Cherry

I was supposed to work on him. The entry wound might have been over his stomach. I didn’t know. There was a splash of blood from the wound, but there was no blood coming out of it now. Just fat pushed out of it. I balled up some gauze and pressed it into the wound. I covered the gauze with a Ziploc bag, taped the plastic down on three sides, and asked Sullivan to keep pressure on the dressing for me. I was looking for an exit wound. There wasn’t any exit wound I could see on the upper body, and since five-five-six rounds tumble, I could only guess where the bullet might have gone once it was in. I cut the haji’s sweatpants off with trauma shears. The haji had a big dick and he was shaved. That got a laugh out of Sergeant Bautista. But there was no exit wound.

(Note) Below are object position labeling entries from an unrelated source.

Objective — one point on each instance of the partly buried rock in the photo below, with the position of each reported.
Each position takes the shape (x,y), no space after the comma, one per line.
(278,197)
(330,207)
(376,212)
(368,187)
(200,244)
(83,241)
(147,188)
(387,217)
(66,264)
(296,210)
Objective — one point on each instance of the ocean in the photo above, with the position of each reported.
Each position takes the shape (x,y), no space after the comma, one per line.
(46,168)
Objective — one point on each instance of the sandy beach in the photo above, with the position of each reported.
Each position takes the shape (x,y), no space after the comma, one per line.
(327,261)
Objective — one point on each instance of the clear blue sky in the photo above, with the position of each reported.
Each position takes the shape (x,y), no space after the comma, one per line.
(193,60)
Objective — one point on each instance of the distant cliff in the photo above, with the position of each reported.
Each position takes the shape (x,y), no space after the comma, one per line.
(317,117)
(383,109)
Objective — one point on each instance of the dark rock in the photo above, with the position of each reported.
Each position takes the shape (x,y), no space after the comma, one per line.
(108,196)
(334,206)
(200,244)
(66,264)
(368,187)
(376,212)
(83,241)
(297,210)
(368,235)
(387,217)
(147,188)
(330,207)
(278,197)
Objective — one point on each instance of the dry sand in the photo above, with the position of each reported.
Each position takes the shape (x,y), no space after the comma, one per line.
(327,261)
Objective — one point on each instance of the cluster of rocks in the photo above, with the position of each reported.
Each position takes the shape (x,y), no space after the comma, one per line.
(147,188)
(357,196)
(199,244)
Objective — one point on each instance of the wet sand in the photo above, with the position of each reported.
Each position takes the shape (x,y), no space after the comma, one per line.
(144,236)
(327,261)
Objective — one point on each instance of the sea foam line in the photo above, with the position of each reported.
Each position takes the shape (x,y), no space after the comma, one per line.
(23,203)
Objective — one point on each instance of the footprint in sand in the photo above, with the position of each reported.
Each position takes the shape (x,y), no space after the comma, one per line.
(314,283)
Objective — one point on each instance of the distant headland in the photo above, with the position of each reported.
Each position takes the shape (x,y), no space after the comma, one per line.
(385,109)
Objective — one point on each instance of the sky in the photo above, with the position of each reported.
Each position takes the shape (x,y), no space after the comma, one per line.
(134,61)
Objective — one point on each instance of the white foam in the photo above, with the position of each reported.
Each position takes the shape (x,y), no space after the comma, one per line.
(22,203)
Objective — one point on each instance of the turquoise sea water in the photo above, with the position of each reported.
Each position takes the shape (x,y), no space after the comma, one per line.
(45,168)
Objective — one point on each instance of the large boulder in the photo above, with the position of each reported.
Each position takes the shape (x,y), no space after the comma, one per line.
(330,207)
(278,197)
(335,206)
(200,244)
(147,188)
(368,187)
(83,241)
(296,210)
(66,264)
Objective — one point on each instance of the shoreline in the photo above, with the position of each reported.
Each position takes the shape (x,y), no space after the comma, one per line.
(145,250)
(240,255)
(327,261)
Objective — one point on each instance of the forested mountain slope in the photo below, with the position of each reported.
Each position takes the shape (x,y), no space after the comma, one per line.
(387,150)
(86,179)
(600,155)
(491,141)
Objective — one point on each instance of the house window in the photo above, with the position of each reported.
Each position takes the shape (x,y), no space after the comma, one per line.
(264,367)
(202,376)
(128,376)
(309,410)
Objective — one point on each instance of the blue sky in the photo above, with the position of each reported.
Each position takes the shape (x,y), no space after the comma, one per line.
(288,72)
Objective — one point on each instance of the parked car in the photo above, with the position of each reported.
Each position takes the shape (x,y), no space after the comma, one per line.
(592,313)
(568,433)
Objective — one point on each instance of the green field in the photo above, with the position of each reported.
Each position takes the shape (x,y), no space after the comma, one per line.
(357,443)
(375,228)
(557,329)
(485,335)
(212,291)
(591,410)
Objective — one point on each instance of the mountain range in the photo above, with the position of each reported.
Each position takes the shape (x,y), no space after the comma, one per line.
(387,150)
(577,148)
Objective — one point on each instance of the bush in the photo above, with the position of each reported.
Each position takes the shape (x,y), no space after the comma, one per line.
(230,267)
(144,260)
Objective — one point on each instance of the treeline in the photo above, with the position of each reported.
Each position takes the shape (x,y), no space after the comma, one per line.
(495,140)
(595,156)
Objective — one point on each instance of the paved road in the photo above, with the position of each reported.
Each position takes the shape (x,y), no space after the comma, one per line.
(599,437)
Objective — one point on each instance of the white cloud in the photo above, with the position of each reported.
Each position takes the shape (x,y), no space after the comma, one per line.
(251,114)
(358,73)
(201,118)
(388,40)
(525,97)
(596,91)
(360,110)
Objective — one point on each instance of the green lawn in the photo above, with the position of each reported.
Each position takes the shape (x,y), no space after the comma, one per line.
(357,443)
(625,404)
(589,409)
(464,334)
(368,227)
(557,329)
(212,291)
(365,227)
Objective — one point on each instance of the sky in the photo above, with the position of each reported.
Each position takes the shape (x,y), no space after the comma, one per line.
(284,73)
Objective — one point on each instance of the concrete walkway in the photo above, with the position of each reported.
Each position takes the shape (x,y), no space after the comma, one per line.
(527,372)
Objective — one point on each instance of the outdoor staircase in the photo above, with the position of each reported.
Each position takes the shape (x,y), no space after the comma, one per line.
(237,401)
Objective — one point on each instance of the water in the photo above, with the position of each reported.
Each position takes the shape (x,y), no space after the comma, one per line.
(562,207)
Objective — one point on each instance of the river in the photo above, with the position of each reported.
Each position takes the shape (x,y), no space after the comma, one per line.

I should have packed the haji full of gauze. I should have kept packing the wound till I couldn’t pack it anymore, till it was packed tight. But I didn’t. I should have had him lie on the side he was wounded on. But I forgot. I said I was going to prop the haji’s feet up on my helmet because the haji could go into shock if his feet weren’t propped up like that. And even though this was true I was only saying it just to say things because there was no exit wound and I didn’t know what to do. The haji’s eyes rolled up in his head and then came back, focused again, rolled up again. I was trying to start a line but his veins were flat. I said I was going to give him morphine to keep him from going into shock.

North said, “Do what you have to do, doc. You don’t have to tell us.”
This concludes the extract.